I don’t knowhow much time has passed since I was knocked out. All I know for sure is, the back of my head throbs, my coccyx is screaming bloody murder, and it’s possible I have a concussion. The latter is the only explanation for the still-green sky above me.
It’s a possibility, I suppose, that I’m in a coma. It’s a valid reason for the world above me seeming like it’s been dipped in the North Queensland rainforest and appearing as a vividly bright canvas textured with varying shades of green.
“Shit me.” My fingertips come away damp when I shift my head and touch the tender bump at the back. Red stains my fingers. It’s still wet. So either I’m still bleeding or I didn’t black out for too long.
I test my limbs. Everything aches, but agony doesn’t send sharp stabs of alarm, so that’s something. I circle my ankles left, then right, and I release a shaky exhale. Not broken.
It’s time to sit up and take real stock. The weird sky above me is a problem I’ll solve once I know I can stand without falling on my arse.
I manage to lift myself up and stay upright on my butt, then pick up my worn, dusty Akubra off the ground by my side. The aches are very real, but I think that’s all they are: sore bones and muscles. From this position, my childhood home looks untouched from the blast that took me down.
The windows are intact, and the tin roof has the same number of dents from previous hailstorms. It’s a relief. Whatever put me on my arse felt like it had the power to demolish the whole building. It’s a miracle the old place is still standing—a Queenslander my grandpop built eighty years back.
The panicked braying from the barn has me moving.
I need to check on Geralt and Gertie. That I can hear them is a good sign. Sure, they’re distressed—a given considering the storm.
The storm.
The thought makes me slam on the brakes a few metres shy of the closed barn doors.

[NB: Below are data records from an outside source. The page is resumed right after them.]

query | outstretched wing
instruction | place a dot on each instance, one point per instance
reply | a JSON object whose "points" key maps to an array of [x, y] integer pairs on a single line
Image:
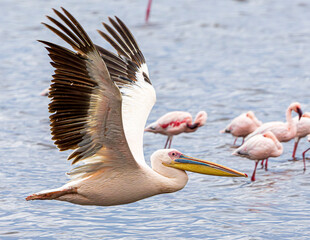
{"points": [[85, 99]]}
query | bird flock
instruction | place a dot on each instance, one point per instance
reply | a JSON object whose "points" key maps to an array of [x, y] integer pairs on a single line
{"points": [[262, 141], [259, 141]]}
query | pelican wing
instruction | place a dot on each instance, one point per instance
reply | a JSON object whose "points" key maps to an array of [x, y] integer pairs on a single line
{"points": [[86, 100]]}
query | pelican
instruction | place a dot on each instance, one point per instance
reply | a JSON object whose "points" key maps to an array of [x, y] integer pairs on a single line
{"points": [[100, 102]]}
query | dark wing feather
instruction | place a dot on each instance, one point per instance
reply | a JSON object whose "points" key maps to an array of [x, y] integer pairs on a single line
{"points": [[85, 102], [125, 67]]}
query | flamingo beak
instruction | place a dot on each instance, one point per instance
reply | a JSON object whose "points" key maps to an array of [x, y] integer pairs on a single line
{"points": [[205, 167], [299, 111]]}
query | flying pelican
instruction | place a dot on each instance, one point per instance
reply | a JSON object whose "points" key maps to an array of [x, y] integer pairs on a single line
{"points": [[174, 123], [260, 147], [100, 102], [242, 125], [283, 131], [303, 129]]}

Where the fuck has the storm gone?
I do a slow 360, then a fast one, which sends a thud of pain through my head. But I don’t have the brain space to worry about that.
The dirt beneath my feet remains a familiar deep ochre. The kilometres of barbed-wire fencing—most I rigged up with my dad over the years—are laid out before me, spanning my inherited six-hundred-acre property.

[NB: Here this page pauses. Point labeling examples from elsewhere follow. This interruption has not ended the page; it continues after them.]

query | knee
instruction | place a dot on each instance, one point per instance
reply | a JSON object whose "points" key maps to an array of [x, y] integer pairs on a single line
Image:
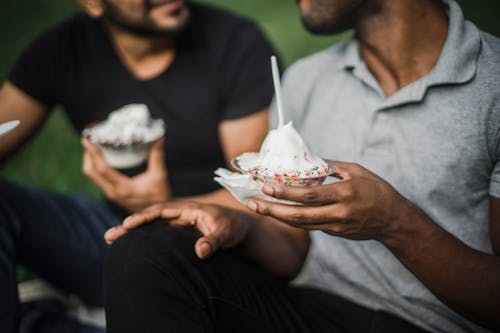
{"points": [[139, 253]]}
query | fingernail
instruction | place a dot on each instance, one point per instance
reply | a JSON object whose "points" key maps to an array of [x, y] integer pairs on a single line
{"points": [[205, 250], [268, 189], [252, 205]]}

From my property, beyond my cattle, the fences, and the yards, all there usually is to see is the main road, only visible on a still day, about three kilometres away in the south, and my sister and brother-in-law’s neighbouring property about four kilometres down the road in the east. Beyond that, there’s usually just flat land, red dirt, endless blue skies, and, during the wet season, glorious grass.
Fast, shallow breaths have my shoulders vibrating and my head spinning.
I shake my head, struggling to comprehend what I can see. What’s gone.
What the fuck’s happened?
The three-kilometre gravel road leading from my property via a two-hundred-metre dirt-track road to the bitumen of the A7 remains intact. Several kilometres out to the left of it, the usual flat plains are gone.
Literally fucking gone.
The ground, where the long grass usually dances in the breeze, hasn’t been burnt by the storm—a possibility from the lightning display I witnessed.
I shake my head, struggling to process what I see.
A mountain crouches in the distance. Its peak—impossible to tell how high it is from the ground—is covered in snow.Snow. Legit, the first and last time I ever saw snow was on a school trip almost thirty years ago when we visited Canberra. It had been cold—obviously—but disappointingly icy. None of the fluffy stuff good for making snowmen like you see in movies.
It’s not just the mountain that is nearly exploding my mind.
To the west, there are buildings. They’re too far away for me to tell what kind or how many. All I know is, they shouldn’t be there.
“The fuck is happening?” My words catch on a slight breeze that appears. It’s warm and surprisingly humid, not carrying the usual dry heat of the outback.